The legal profession is demonstrating a high level of optimism when it comes to the 2011 job market, according to a new employee intentions report.
The majority of white collar professionals surveyed for the December 2010 Michael Page Employee Intentions Report are optimistic about the job market outlook, with 52 per cent predicting that employment conditions will improve next year.
The highest level of optimism was evident amongst the legal profession, with 72 per cent of those surveyed demonstrating confidence about the 2011 job market.
"Hiring volumes in the legal profession are heavily dependant on the commercial activity and legal requirements of the general market, so increasing business confidence in 2011 will positively influence recruitment in this sector," the report says.
Despite ongoing caution about the strength of the economic recovery, the report says hiring confidence has generally returned to the market, with business activity expected to increase further in 2011 in response to consistently improving economic conditions.
"Employers are investing in their teams again to secure business critical skills, before the job market tightens."
With increasing confidence amongst employees about their career prospects, many will be asking for pay rises in 2011, placing upward pressure on salary levels and testing the effectiveness of retention strategies in the first half of the year.
"This level of potential staff movement will make retention a crucial business challenge in the early part of 2011," the report says.
The majority of the legal profession places career progression at the top of their priority list, but a salary increase is also a main concern.
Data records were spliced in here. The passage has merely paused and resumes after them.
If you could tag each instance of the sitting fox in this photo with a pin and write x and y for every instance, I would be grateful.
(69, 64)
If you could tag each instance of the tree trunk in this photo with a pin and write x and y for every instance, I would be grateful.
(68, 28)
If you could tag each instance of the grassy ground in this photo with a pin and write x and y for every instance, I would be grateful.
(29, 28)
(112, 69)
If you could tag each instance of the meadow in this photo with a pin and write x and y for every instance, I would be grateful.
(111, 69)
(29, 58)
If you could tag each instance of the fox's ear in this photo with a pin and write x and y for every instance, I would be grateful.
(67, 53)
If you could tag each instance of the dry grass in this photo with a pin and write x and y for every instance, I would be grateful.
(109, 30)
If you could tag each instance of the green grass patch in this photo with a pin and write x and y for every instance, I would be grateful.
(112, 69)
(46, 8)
According to the report, most expect a 10 to 12 per cent increase to come with a change in job.
"Although a degree of caution exists with respect to job security, employees are far more confident about changing jobs in order to improve their level of income," the report says. "Given the challenges involved in taking a role with a new firm, salary expectations are typically higher than they would be with the current employer."
For those choosing to remain in their current role, the majority will be asking their current employer for a salary increase within the next six months.
"Companies that cannot meet salary expectations will need to ensure they have strong alternative strategies in place to retain expectant employees."